Spring always comes rolling in with buckets of rain to dump, but this year it hasn’t slowed down for summer. It’s relentless, coming down three or four days a week. It has ruined plans, raining straight through the peak of wedding season. Raining out all the Whitaker concerts and most of the Tuesday night Tower Grove Farmers’ Markets. Raining every time you hang something outside to dry. We’ve hardly had to even water our gardens.
And the flooding, of course, is the real worry. The river hasn’t crested this high since the infamous 1993 flood, when it hit 49.58 feet. That was a once-in-every-hundred-years flood like no one alive today had ever seen before. It’s become part of our local history, coming up at family get-togethers and popping up in commemorative TV spots.
Now, just 26 years later, the river creeps close to that record again. It now stands at 45.4 feet. Again, basements are flooded. Businesses are shut down. Property destroyed. We look at the rain differently these days. It’s more than just a bad-mood maker; now it makes us uneasy. We know that the water is rising.

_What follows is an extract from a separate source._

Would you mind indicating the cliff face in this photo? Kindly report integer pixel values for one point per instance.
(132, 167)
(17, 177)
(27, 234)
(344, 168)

There’s more rain coming later this week, but the river is predicted to stop rising now. Even so, this flood has been a warning. For years, climate scientists have foretold an increase in flood-bearing weather like this. It’s tempting to hope that it’s just another anomaly, but in all likelihood it is the beginning of a pattern. We have not been kind to our home. The earth warms, the storms whip up, the rivers rise. We are reminded at once of the destructive power of nature, and of our own power to destroy it.